Mexico City, Dec 17 (EFE).- A Mexican appeals court has upheld a ruling that acquitted the brother of former President Carlos Salinas of illicit enrichment charges, judicial sources said.

The ruling, announced Tuesday, brings an end to 19 years of accusations against Raul Salinas de Gortari, who was first acquitted of those charges in July 2013.

In 1996, he was accused of illegally obtaining roughly 224 million pesos (some $15.1 million at the current exchange rate) that he used to purchase properties.

Those properties had been seized from the defendant but now must be returned, while authorities also must unfreeze several of his bank accounts.

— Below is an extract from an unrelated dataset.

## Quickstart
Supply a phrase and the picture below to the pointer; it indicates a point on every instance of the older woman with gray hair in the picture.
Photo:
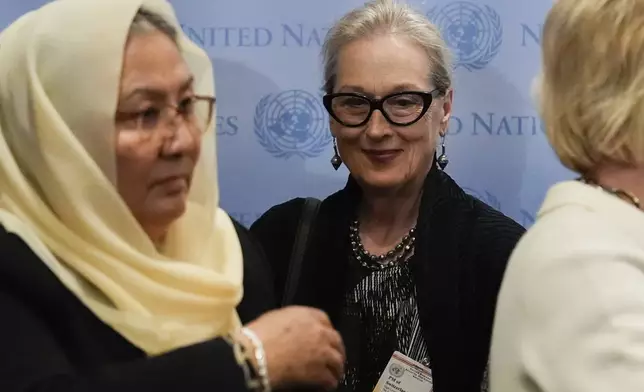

Raul Salinas, whose brother was president from 1988 to 1994, was released from prison in June 2005 after his conviction in the 1994 murder of the then-secretary general of the ruling Institutional Revolutionary Party, or PRI, Jose Francisco Ruiz Massieu, was overturned.

Weeks before leaving prison, where he spent more than 10 years, Raul Salinas acknowledged in an interview with Britain's Financial Times that his personal fortune was attributable in part to his political connections.

The senator of the leftist PRD party, Alejandro Encinas, said the decision to clear Salinas of the illicit enrichment charges is "absurd."

"The case of Raul Salinas de Gortari is the best example of impunity ... and how power doesn't forget its accomplices and forgives them," he said.

For her part, the senator of the conservative National Action Party, or PAN, Laura Rojas, said the case is a sign that the country "urgently needs a new system and legal framework to combat corruption."